Calling BitArray.from_counts ultimately ends up calling BitArray.from_samples and returns the same error.

What should happen?

The number of bits should be inferred correctly for bitstring dicts, or for trivial case of {0: shots} (which should default to 1 bit)

Any suggestions?

No response

aeddins-ibm commented 3 months ago

If I understand correctly, there are two issues:

Currently there are unit tests requiring that from_samples runs even when given bitstrings with different numbers of bits:

https://github.com/Qiskit/qiskit/blob/ec1f42cd785805264b86445ac92bf2a22f10bf92/test/python/primitives/containers/test_bit_array.py#L241-L247

I think this means that to infer num_bits from the bitstring key lengths, we have to check each key length individually and take the maximum, or else drop support for this case of inconsistent bitstring lengths (so we can just check the length of the first key).

Quick test on laptop suggests for 10^8 bitstrings with up to 1000 bits, max(map(len, samples)) takes ~15-20 seconds.

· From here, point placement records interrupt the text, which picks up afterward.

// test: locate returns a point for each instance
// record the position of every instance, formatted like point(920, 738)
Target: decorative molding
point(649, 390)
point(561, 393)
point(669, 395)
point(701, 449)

Since checking all the key lengths seems slow, I would rather remove support for inputs containing bitstrings of inconsistent lengths. Is it safe to remove, or is there an actual use case for this / are we obligated to continue supporting it?

t-imamichi commented 3 months ago

Can I close this issue because #12800 is merged or anything left to do?

aeddins-ibm commented 3 months ago

What should happen?

The number of bits should be inferred correctly for bitstring dicts

What is the "correct" number of bits to infer from bitstring inputs? Is it based on string length, or on the values converted to integers?

E.g. for {"000":2, "001":3}, should num_bits be 3 or 1?

The latter (1) is the current behavior. If that is "correct" we can close the issue. If not, we should leave it open and look for a way to infer num_bits from string length without too many breaking changes.

t-imamichi commented 3 months ago

@ihincks What do you think about the behavior? Should we update it?